Мы долго ехали на автобусе, а потом на какой-то машине по пыльной дороге мимо леса. Когда мама уезжала, она плакала. И я тоже стала плакать. Больше я ее не видела. Прошло уже три зимы.
Бабушка живет в маленьком домике. Он сделан из досок и гвоздей. В деревне все дома такие. А больших, как в городе – нет. У бабушки есть огород. Она выращивает огурцы, морковку, петрушку, георгины. Я ей помогаю. Она меня любит. И я ее люблю. Она очень хорошая. Бабушка говорит, что я похожа на ее бабушку. Ее тоже звали Катя. И она была как я. Тоже всему радовалась.

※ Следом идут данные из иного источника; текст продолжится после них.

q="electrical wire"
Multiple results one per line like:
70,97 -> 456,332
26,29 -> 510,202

У меня короткие кудрявые волосы. Бабушка сама подстригает меня большими тяжелыми ножницами.
У нас есть гусь Вадим. Мы с ним дружим. Он любит щипать меня за ножки. Я на него не обижаюсь. Он очень хороший. Я кормлю его щавелем и смотрю, как он гуляет в поле. У него есть жена. Она – утка. У нее красивые перышки. Она очень медленная и любит плавать. У нас прямо за огородом есть речка. Она неглубокая и в ней растут кувшинки. Летом в ней все купаются. И я тоже.
В деревне я одна ребенок. Больше нет детей. Одни бабушки и дедушки. Они меня любят. И я их. Летом к ним приезжают внуки. Мальчишки. Девочек почему-то нет. Они меня не обижают. Мы любим играть в прятки.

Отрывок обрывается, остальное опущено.